Created 06-27-2017 09:25 PM
i have a table with 1 million rows and i can select from it but when i try count(*) from hive it shows 0 rows ?
hive> select txn_id,msg_id from pa_lane_txn limit 10; OK 19651715642 PRKG 19651715644 TTOL 19651715646 ETKT 19651715648 TTOL 19651715650 TTOL 19651715654 XTKT 19651715656 XTKT 19651715658 TTOL 19651715660 TTOL 19651715662 TTOL Time taken: 0.142 seconds, Fetched: 10 row(s) hive> select count(*) from pa_lane_txn; OK 0 Time taken: 0.083 seconds, Fetched: 1 row(s) hive>
Created 06-27-2017 09:42 PM
@Sami Ahmad Do you have any Ranger policies in place?
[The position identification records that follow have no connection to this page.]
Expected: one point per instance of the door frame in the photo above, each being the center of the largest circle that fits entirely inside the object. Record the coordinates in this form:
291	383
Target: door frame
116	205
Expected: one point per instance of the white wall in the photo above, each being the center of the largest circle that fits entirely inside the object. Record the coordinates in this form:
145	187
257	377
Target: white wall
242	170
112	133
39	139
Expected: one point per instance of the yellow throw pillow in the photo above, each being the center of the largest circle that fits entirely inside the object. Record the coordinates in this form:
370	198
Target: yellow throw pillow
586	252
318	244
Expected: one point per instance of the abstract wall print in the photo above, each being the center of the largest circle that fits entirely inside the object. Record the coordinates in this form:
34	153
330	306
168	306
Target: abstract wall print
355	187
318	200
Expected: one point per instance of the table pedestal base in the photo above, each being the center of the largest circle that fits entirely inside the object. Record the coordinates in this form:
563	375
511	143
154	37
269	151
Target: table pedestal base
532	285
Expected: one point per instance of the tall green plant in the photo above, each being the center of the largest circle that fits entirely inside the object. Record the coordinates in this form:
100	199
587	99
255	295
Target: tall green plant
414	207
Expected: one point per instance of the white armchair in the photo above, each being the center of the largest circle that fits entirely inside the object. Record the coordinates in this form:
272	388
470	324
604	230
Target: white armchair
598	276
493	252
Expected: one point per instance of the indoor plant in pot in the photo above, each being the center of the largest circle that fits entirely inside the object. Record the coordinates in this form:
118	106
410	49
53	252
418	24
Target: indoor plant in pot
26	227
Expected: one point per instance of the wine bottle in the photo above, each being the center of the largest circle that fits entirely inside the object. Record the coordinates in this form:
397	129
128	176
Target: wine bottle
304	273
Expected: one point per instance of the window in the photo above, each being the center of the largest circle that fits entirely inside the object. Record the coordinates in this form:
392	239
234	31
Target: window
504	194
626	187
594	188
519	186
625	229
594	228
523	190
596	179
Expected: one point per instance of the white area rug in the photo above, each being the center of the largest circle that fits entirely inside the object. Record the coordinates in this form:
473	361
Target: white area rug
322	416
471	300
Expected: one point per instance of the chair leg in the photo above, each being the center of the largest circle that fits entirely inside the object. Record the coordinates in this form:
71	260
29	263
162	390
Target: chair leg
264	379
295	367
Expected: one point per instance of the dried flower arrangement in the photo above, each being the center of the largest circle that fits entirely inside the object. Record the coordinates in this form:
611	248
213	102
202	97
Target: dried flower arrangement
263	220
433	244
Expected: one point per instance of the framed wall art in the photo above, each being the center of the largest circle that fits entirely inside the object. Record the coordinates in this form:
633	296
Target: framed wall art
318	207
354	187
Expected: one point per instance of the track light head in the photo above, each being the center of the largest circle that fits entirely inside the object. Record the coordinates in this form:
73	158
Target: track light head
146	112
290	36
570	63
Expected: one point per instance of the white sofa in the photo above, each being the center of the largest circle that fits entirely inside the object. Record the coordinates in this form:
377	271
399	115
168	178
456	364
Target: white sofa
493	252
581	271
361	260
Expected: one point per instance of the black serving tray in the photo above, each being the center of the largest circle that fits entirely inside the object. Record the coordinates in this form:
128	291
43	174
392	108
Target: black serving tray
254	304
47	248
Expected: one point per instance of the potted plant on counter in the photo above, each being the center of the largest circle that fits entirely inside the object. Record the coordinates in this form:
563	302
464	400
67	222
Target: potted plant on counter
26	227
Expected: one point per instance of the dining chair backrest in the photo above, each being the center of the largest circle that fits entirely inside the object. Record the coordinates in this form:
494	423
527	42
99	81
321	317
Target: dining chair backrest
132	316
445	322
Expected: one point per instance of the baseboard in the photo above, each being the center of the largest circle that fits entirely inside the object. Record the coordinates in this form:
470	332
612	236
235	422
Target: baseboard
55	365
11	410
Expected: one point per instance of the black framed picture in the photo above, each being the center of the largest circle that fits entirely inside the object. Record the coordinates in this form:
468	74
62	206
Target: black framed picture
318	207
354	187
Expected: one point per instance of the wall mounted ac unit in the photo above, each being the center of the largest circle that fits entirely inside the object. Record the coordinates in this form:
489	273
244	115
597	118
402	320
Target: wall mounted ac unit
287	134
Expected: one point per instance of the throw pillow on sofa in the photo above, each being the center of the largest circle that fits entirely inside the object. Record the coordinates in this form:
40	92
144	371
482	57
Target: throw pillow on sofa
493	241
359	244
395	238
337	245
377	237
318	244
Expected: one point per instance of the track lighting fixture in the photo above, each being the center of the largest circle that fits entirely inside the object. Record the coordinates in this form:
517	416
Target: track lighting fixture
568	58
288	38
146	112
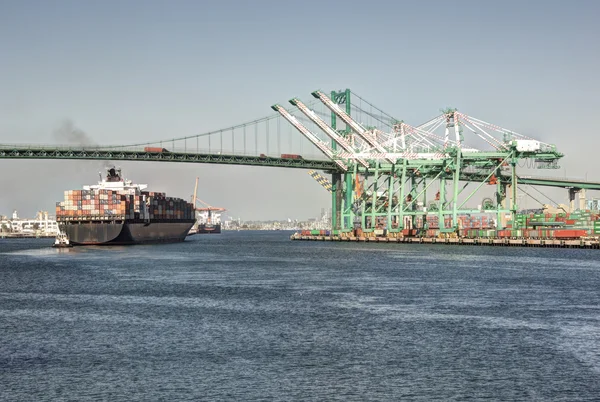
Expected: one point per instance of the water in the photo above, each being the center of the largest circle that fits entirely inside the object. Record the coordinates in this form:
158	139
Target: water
255	316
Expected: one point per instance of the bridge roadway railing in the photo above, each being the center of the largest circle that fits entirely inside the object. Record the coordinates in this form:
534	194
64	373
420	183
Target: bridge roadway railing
124	153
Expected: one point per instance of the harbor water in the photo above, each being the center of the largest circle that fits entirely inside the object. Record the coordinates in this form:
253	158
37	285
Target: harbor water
255	316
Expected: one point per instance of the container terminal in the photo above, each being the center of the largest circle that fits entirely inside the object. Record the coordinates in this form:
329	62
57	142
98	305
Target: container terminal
386	178
412	184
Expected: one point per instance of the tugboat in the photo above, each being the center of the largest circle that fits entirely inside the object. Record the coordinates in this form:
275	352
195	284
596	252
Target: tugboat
62	241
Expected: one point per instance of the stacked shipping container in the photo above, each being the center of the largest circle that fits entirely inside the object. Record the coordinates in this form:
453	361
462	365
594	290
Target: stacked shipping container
103	204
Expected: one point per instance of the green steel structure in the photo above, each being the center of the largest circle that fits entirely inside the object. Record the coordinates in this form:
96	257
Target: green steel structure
406	164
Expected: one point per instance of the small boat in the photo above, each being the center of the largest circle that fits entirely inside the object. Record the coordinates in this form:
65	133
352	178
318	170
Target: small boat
62	241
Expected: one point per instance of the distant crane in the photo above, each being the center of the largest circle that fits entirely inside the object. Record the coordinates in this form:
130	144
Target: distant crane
205	208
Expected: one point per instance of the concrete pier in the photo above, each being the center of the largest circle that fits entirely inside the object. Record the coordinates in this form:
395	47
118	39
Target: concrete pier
589	243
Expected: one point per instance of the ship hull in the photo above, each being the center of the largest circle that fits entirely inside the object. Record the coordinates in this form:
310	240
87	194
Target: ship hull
205	229
124	233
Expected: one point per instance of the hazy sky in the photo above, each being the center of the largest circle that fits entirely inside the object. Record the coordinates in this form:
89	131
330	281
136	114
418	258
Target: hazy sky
128	71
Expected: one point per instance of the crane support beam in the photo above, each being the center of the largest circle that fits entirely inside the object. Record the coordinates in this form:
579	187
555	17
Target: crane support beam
334	135
357	128
322	145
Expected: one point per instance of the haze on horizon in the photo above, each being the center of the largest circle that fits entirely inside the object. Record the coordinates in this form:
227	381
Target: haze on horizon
124	72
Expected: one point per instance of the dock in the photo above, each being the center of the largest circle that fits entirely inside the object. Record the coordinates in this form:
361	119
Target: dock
587	243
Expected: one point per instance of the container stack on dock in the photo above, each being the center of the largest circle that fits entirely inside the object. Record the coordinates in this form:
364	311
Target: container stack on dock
576	229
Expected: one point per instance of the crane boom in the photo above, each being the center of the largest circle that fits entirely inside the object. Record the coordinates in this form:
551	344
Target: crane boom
328	130
322	145
357	128
195	192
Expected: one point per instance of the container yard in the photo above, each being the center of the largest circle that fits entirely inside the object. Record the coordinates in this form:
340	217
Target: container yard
455	179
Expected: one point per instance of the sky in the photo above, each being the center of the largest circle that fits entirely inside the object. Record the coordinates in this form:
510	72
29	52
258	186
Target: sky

Created 06-27-2017 10:00 PM
Run as below:
select count(*)from pa_lane_txn limit 2;
In above process it might not triggering any mapreduce jobs and just getting from metadata of table status which might not be updated. If this helps, please 'accept' it.
Created 06-28-2017 01:19 PM
yes that gave me the count but that's not a solution ,its a work around . I would like to know why the count(*) is not working and how can I fix it ?
also if you notice the time it took for the count(*) limit 2 is very long .
hive> select count(*) from pa_lane_txn; OK 0 Time taken: 1.372 seconds, Fetched: 1 row(s) hive> select count(*) from pa_lane_txn limit 2; Query ID = hdfs_20170628090950_5997e0e1-3524-4af7-9d3d-094490af3d56 Total jobs = 1 Launching Job 1 out of 1 Status: Running (Executing on YARN cluster with App id application_1498486352413_0031) -------------------------------------------------------------------------------- VERTICES STATUS TOTAL COMPLETED RUNNING PENDING FAILED KILLED -------------------------------------------------------------------------------- Map 1 .......... SUCCEEDED 2 2 0 0 0 0 Reducer 2 ...... SUCCEEDED 1 1 0 0 0 0 -------------------------------------------------------------------------------- VERTICES: 02/02 [==========================>>] 100% ELAPSED TIME: 154.75 s -------------------------------------------------------------------------------- OK 9999999 Time taken: 157.841 seconds, Fetched: 1 row(s) hive>
Created 06-29-2017 04:08 AM
Hope @Ishan has provided the correct reason for route cause. Let me know if you have any questions.
Created 06-28-2017 02:33 PM
@Sami Ahmad For some tables hive just looks at the table metadata and fetches the values which might not have been updated. There are two ways to approach this.
1. You can run ANALYZE TABLE pa_lane_txn and then run select count(*) statement. This will give you the correct value.
2. You can force hive to run a mapreduce job to count the number of rows by setting fetch task conversion to none;
hive> set hive.fetch.task.conversion=none;
Created 11-08-2017 02:02 PM
It works after I set this in hive-site.xml
I am not sure the reason, but it was forced to run mapreduce
hive.compute.query.using.stats=false
I also found something in hive metastore (mine is MySQL).
mysql> SELECT PARAM_VALUE FROM PARTITION_PARAMS AS A, PARTITIONS AS B WHERE A.PARAM_KEY='numRows' and A.PART_ID=B.PART_ID and A.PARAM_VALUE = 0 limit 10;
It seems if PARAM_VALUE is not -1, hive will return this value without running mapreduce.
If PARAM_VALUE equals to -1, mapreduce will be executed.
Created 10-23-2018 04:44 PM
Its better not to disturb the properties on the statistics usage like hive.compute.query.using.stats. It impacts the way the statistics are used in your query for performance optimization and execution plans. It has tremendous influence on execution plans, the statistics stored depends on the file format as well. Therefore definitely not a solution to change any property with regards to statistics.
The real reason for count not working correctly is the statistics not updated in the hive due to which it returns 0. When a table is created first, the statistics is written with no data rows. Thereafter any data append/change happens hive requires to update this statistics in the metadata. Depending on the circumstances hive might not be updating this real time.
Therefore running the ANALYZE command recomputes this statistics to make this work correctly.